Discussion in 'Visual Arts' started by MikaelaArsenault, Jul 11, 2018.
And last but not least...
I know a lot people said Lilith or Frasier was there favorite character, but for me it was Diane.
Favorite Diane moments:
I love when Sam/Diane are telling each other what they don't like about each other (though the other thinks they do like), and Sam tells Diane that though she thinks he loves her yellow nighty, he tells her she looks like a big banana.
When Diane moves in with Frasier and she has a psychomatic allergic reaction living with him - she talks in the "voice". Diane asks why doesn't he make fun of her voice and Sam responds in her funny voice "I like to think I'm beneath that, Diane."
Diane makes fun of Sam for dating dumb woman in the episode when he is hitting on Brandee with "two E's"
When Sam proposes multiple times and Diane says the one line... "Well that wasn't very sincere..."
The football pool when Diane picks her teams based on team colors and drives Sam nuts
I get that.
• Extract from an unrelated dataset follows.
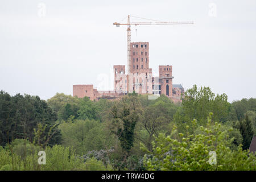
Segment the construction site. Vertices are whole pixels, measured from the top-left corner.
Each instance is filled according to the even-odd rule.
[[[131,22],[130,15],[127,23],[114,22],[117,27],[127,26],[127,65],[115,65],[114,68],[114,88],[113,90],[98,90],[93,85],[73,85],[73,96],[88,97],[97,101],[101,98],[115,99],[130,93],[148,94],[148,99],[155,99],[161,94],[166,95],[174,102],[181,101],[184,89],[181,84],[172,84],[171,64],[159,65],[158,76],[152,76],[150,68],[149,42],[131,42],[131,27],[139,25],[187,24],[193,22]],[[135,18],[138,18],[134,16]],[[151,96],[151,97],[150,97]]]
Frasier's pomposity was emphasized even more on his own show when he was going at with Niles, but on Cheers, it was meant to be more funny than anything. He was like the arrogant smart guy who liked being one of the guys, which made him more down to earth, even when he was getting on high horse at times.
Yep, Marty Crane was great!
The quality was dropping, but there was still plenty of great episodes those last few seasons. I think Woody's wedding holds up as one of the best five episodes in the show's entire history.
sad he passed recently i heard he and kelsey were very close
I guess I just prefer the way he comes off on Cheers than Fraiser not that I hate him on Frasier.
With sitcoms, they usually get 5-6 real quality years before things start to decline in the quality department.
Frasier pulling out his inner Sideshow Bob on Diane, lol
John Mahoney's acting was beyond superb ; it was *natural*. Every scene he was in, especially sincere dramatic ones, were magical.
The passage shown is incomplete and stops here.